A ABPA destaca que o ovo brasileiro se tornou mais competitivo no mercado internacional por atender aos critérios exigidos pelos países importadores, tanto em qualidade quanto em biossegurança. “O Brasil nunca registrou H5N1 [gripe aviária] em sua produção comercial, o que é um critério relevante para comércio internacional avícola, tanto para ovos quanto para carne de frango”, afirma a associação.
A entidade ressalta que as mudanças climáticas têm afetado a produção de ovos, “com reduções de níveis de produtividade em torno de 10%, frente aos impactos do calor nas aves”. Segundo especialistas ouvidos pela Agência Pública, o estresse térmico prejudica diretamente a postura das galinhas, e, em casos extremos, temperaturas acima dos 40°C podem levá-las à morte.
No dia 6 de março, o governo Lula anunciou que o imposto de importação sobre carne, café, milho e outros produtos seria zerado para tentar conter a inflação dos alimentos. Para Carvalho, a medida pode beneficiar o consumidor no curto prazo, tornando os produtos mais acessíveis, porém a medida não deve levar ao barateamento dos ovos.
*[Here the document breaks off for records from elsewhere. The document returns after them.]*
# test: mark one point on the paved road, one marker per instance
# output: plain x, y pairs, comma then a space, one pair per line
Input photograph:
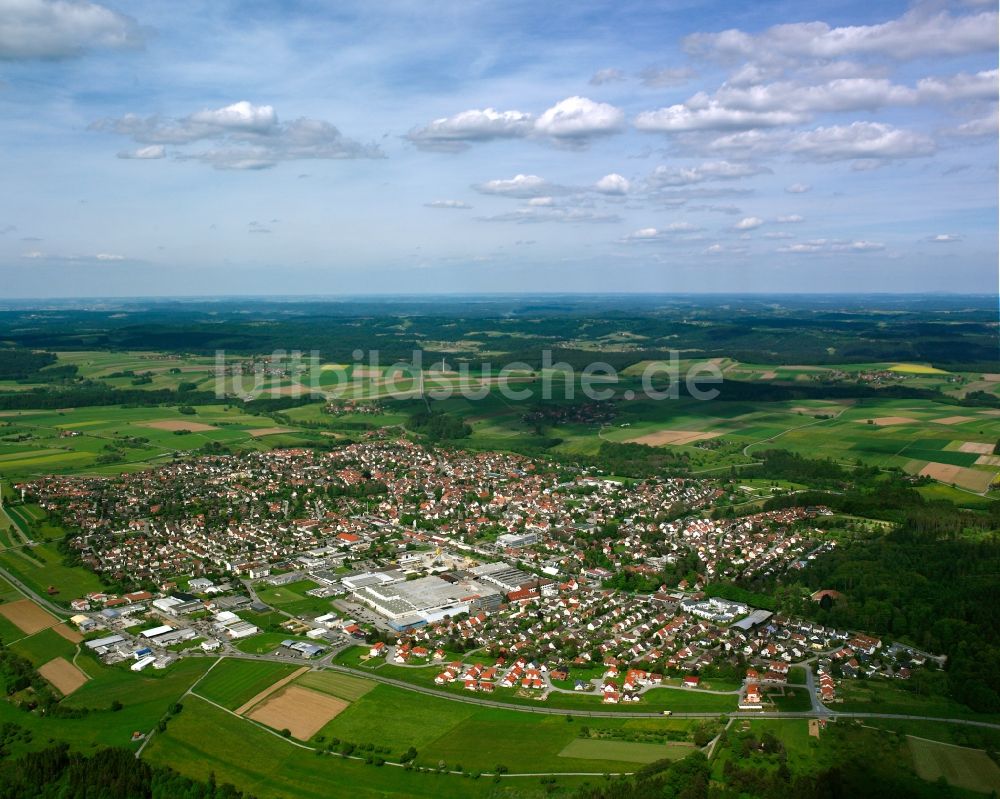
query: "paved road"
551, 711
62, 613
“Qualquer produto que tem demanda internacional vai ter um aumento de preço dentro do país. E a forma de conter esse preço é, ou você reduz os custos, reduzindo o imposto, ou aumentando a produção. Mas o aumento de produção demora. Ele demanda estrutura, demanda investimento”, complementa Carvalho.
A ABPA, no entanto, minimiza o efeito do aumento das exportações na oferta de ovos no mercado nacional e estima que o abastecimento interno não deve ser comprometido. “O Brasil deverá produzir este ano 3,6 milhões de toneladas de ovos, enquanto a exportação esperada é de 35 mil toneladas.”
Após ser declarado réu por tentativa de golpe contra o Estado, foi ao ovo que o ex-presidente Jair Bolsonaro recorreu para criticar a condução econômica do governo Lula, mencionando o aumento do preço do produto durante entrevista coletiva em frente ao gabinete do filho, o senador Flávio Bolsonaro.
“A verdade dói, mas o povo entendeu que a verdade é necessária. ‘É picanha, de graça, cervejinha’. Não tem nem ovo agora. A inflação está aí. O povo não quer mais confusão. Por isso que eu falo em anistia”, afirmou o ex-presidente.
Para o doutor em ciência política e professor da Universidade de Brasília (UnB) Wladimir Gramacho, a popularidade política depende da percepção popular sobre a economia – quando vai bem, governos são recompensados com aprovação e votos; quando vai mal, são punidos.
“O embate político é um embate de discurso, choque constante, e eles precisam de insumos, seja um ovo, seja um acidente, uma enchente, seja um caso de corrupção, seja o que estiver acontecendo. O que estiver na mesa, eles usam para construir a narrativa política e para construir esse embate político”, afirma Gramacho.
“É uma coisa que pesa no bolso e no estômago. Isso toca, e tem uma capacidade de mobilizar a classe política e todo mundo. No caso do Bolsonaro falando isso agora, é do jogo. Inclusive da suposta incapacidade do governo Lula [de controlar preços]”, afirma o cientista político André Pereira César.